Das Gerücht nimmt seinen Anfang mit Jakes Mum Cathy. Am Schultor erzählt sie etwas, das die anderen Mütter aufhorchen lässt. Die Kindermörderin Sally McGowan soll unter neuer Identität in Flinstead leben. Selbst noch ein Kind soll sie einen Spielkameraden umgebracht haben. Joanna lässt das aus Sorge um ihren Sohn keine Ruhe. Sie beginnt nachzuforschen und hat bald einen Verdacht, den sie mit anderen Müttern teilt. Es ist eine unbedachte Aussage, deren Folgen ihr in diesem Moment nicht klar sind. Sie möchte einfach zu den anderen Müttern dazugehören und es Alfie erleichtern, Freundschaften zu schließen.

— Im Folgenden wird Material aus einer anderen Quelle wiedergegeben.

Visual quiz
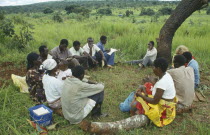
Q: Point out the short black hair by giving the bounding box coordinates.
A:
[39,45,47,53]
[149,41,155,46]
[73,41,80,46]
[27,52,39,70]
[173,55,186,66]
[71,66,85,78]
[60,39,69,46]
[100,36,107,41]
[87,37,93,41]
[153,57,168,72]
[182,52,192,61]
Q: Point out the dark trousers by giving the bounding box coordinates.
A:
[88,91,104,116]
[76,56,89,69]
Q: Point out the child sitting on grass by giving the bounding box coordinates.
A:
[119,77,157,115]
[57,60,72,81]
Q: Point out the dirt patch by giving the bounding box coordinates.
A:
[0,62,26,87]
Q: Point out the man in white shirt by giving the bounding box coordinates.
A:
[167,55,195,112]
[61,66,104,124]
[69,41,97,69]
[126,41,157,68]
[83,37,106,67]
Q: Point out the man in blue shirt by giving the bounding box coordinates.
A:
[182,52,200,88]
[97,36,115,68]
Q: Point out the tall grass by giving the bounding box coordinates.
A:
[0,7,210,66]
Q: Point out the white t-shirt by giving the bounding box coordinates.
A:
[144,47,157,61]
[69,47,84,56]
[42,74,64,102]
[152,72,176,99]
[57,69,72,81]
[83,44,101,56]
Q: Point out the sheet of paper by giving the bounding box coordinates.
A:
[33,107,50,116]
[107,48,118,55]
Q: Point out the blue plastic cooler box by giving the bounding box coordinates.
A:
[28,104,53,126]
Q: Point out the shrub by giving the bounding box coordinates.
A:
[65,5,91,17]
[97,8,112,15]
[158,7,173,15]
[0,19,15,37]
[140,8,155,16]
[0,12,5,20]
[206,8,210,15]
[43,8,54,14]
[53,14,63,23]
[125,10,133,17]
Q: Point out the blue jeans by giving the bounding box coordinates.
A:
[104,52,115,66]
[119,91,135,112]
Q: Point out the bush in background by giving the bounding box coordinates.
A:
[125,10,133,17]
[97,8,112,15]
[43,8,54,14]
[140,8,155,16]
[53,14,63,23]
[158,7,173,15]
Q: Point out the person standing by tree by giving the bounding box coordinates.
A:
[126,41,157,69]
[50,39,80,68]
[97,36,115,68]
[83,37,106,67]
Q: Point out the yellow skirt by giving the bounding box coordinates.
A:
[136,95,177,127]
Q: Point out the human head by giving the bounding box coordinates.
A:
[182,52,192,63]
[87,37,93,45]
[58,59,68,71]
[73,41,80,51]
[175,45,189,55]
[153,57,168,76]
[138,85,146,91]
[173,55,186,68]
[27,52,41,70]
[59,39,69,51]
[148,41,155,50]
[100,36,107,45]
[71,66,85,80]
[39,45,48,57]
[42,59,58,75]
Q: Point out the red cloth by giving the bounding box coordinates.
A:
[144,82,153,95]
[136,82,153,114]
[184,56,195,67]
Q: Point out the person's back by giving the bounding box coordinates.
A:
[187,59,200,86]
[61,71,104,124]
[167,66,194,106]
[182,52,200,88]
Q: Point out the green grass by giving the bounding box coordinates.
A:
[0,65,210,135]
[0,7,210,135]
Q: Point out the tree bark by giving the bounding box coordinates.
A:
[157,0,208,62]
[80,115,149,135]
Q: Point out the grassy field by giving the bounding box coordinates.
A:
[0,3,210,135]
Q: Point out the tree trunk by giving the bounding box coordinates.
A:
[157,0,208,62]
[80,115,149,135]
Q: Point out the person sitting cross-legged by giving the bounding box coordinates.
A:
[97,36,115,68]
[69,41,97,69]
[167,55,195,113]
[125,41,157,69]
[182,52,200,88]
[83,37,106,67]
[50,39,80,68]
[61,66,104,124]
[39,45,52,62]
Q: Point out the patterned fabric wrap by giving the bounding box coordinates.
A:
[136,95,177,127]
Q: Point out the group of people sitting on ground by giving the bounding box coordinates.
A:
[26,36,114,121]
[26,36,200,131]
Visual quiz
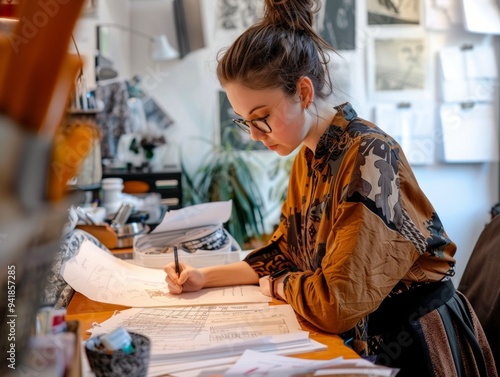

Das Gerücht verbreitet sich. Joanna hat etwas in Gang gesetzt, dass sich nicht mehr stoppen lässt. Die ganze Sache beginnt aus dem Ruder zu laufen. Das ist deutlich spürbar. Es entwickelt sich eine unheilvolle Stimmung, die in Angst und Panik mündet. Doch es gibt kein Zurück.

Der Roman beginnt recht harmlos und doch spürt man als Leser sofort ein bedrohliches Gefühl. Es ist eben nicht irgendein harmloses Gerücht, um das es hier geht. Wie kann man als Mutter auch ruhig bleiben, wenn die Möglichkeit besteht, dass eine Kindermörderin in der Stadt lebt? Es versetzt Eltern in Alarmbereitschaft. Für Joanna ist das nicht zum Aushalten. Die Autorin schafft es leicht, Joannas Angst auf den Leser zu übertragen. Sie recherchiert und teilt ihre Erkenntnisse mit anderen Müttern, um Bestätigung zu bekommen. So wird das Gerücht mit immer weiteren Spekulationen gefüttert. Was wirklich ist, spielt kaum eine Rolle. Die Wahrheit muss ans Licht kommen, dafür ist jedes Mittel recht.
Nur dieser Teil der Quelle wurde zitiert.